With the Abrams campaign, supporters and organizers envisioned a state that could be more than what it was. In Abrams, they were given a choice to embrace the components of the state’s history that had provided a cradle for the nonviolent civil-rights movement, as opposed to the components that adopted a Confederate battle flag in that movement’s nascence. They hoped that her plan would reduce the burdens of mortality and poverty on the rural reaches of Georgia. They hoped that her rhetoric embracing immigration and stressing racial equality would be both a local and national salve for the rising bigotry and xenophobia of Trumpism. And above all, they hoped that Abrams’s goal to expand the electorate and actually turn out disengaged or disenfranchised voters would be a counter to a GOP strategy that has become the standard-bearer for voter suppression in the post–Shelby County v. Holder era.

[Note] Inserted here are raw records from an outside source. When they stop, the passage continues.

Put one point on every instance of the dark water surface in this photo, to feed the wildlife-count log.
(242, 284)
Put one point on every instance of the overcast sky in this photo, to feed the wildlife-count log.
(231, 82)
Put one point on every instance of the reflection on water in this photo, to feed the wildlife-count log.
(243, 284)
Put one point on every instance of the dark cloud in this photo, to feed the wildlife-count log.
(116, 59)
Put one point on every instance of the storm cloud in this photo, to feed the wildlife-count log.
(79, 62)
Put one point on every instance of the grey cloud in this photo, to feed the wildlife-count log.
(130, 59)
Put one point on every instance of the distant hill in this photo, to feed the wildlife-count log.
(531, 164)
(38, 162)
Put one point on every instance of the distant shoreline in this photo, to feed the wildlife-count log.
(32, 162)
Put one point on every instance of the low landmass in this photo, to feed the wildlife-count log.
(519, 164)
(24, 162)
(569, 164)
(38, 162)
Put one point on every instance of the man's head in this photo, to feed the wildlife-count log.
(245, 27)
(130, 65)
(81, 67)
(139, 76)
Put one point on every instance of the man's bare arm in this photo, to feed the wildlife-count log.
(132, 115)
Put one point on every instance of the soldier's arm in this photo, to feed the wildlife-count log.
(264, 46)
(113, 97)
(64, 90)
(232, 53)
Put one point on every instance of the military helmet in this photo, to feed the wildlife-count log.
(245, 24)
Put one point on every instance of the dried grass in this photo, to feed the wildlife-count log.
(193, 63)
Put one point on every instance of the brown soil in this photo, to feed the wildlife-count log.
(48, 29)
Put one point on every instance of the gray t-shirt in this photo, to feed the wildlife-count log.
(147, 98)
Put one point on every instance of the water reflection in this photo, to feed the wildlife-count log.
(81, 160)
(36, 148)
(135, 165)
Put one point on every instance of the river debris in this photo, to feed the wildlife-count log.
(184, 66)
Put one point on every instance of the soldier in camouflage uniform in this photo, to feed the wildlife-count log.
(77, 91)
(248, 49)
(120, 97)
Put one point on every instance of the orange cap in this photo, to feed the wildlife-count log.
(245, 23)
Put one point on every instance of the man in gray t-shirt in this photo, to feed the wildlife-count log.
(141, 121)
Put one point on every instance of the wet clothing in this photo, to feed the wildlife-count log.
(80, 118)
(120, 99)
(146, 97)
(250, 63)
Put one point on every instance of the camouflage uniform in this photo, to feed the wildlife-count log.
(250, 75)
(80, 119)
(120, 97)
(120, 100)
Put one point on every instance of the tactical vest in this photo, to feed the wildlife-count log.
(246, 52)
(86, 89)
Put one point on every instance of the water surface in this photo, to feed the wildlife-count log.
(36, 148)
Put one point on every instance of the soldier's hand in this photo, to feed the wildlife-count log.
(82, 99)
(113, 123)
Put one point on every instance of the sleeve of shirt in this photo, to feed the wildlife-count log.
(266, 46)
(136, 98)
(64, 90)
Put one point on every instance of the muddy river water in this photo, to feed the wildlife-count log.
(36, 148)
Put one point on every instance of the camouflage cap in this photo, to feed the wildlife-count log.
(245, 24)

They are still hoping. Georgia Representative and civil-rights hero John Lewis told the ballroom Tuesday night, “It’s gonna be long, but don’t give up. Don’t get lost in a sea of despair. Keep the faith. We can win, and we must win. Be hopeful. Be optimistic. There’s a lot of votes out there, and they just need to be counted.” As Abrams added later, “There are voices that are waiting to be heard across our state.”

It remains to be seen if those voices will be enough, this time. But although moral victories are often nothing more than paper-thin bits of narrative in a political system where might indeed makes right, some real takeaways exist for Abrams and her team, regardless of the outcome. Georgia might not be ready this time, but early returns from her team do seem to show an electorate that was enthusiastic and broad in a way that looked somewhat like the presidential electorate, a good sign for Democrats in a state that is becoming more purple in those contests. And, as LaTosha Brown and Cliff Albright of the Black Voters Matter Fund—who’d been critical in flipping Alabama during the 2017 Senate special election—wrote in The New York Times, single election cycles are not necessarily enough to mobilize disengaged black voters. They need to continue to be empowered and contacted to become committed voters. In that regard, the Abrams campaign could be seen as a beginning, and not an end.

Still, the end of this election will be bitter, if it is in sight. From my observation, the energy among black enclaves and on the ground on Election Day recalled nothing more than the same day in 2008, when as a sophomore at Morehouse College I watched masses of students celebrate Barack Obama’s election as the first black president. In a time when naked bigotry emanates from the White House and specifically repudiates Obama’s significance within those communities, if Abrams cannot prevail, the letdown will be considerable. If she can pull off an eleventh-hour miracle, it will be exhausting and hard fought, and would likely drag on into the winter.

We’ll soon know which of those outcomes is likely. Right now, supporters are attempting to follow the lead of Atlanta Mayor Keisha Lance Bottoms, who was at Abrams’s event in support. “Be cool, be calm,” she told the room, sometime after midnight. “Because you’ve done all that you could do.”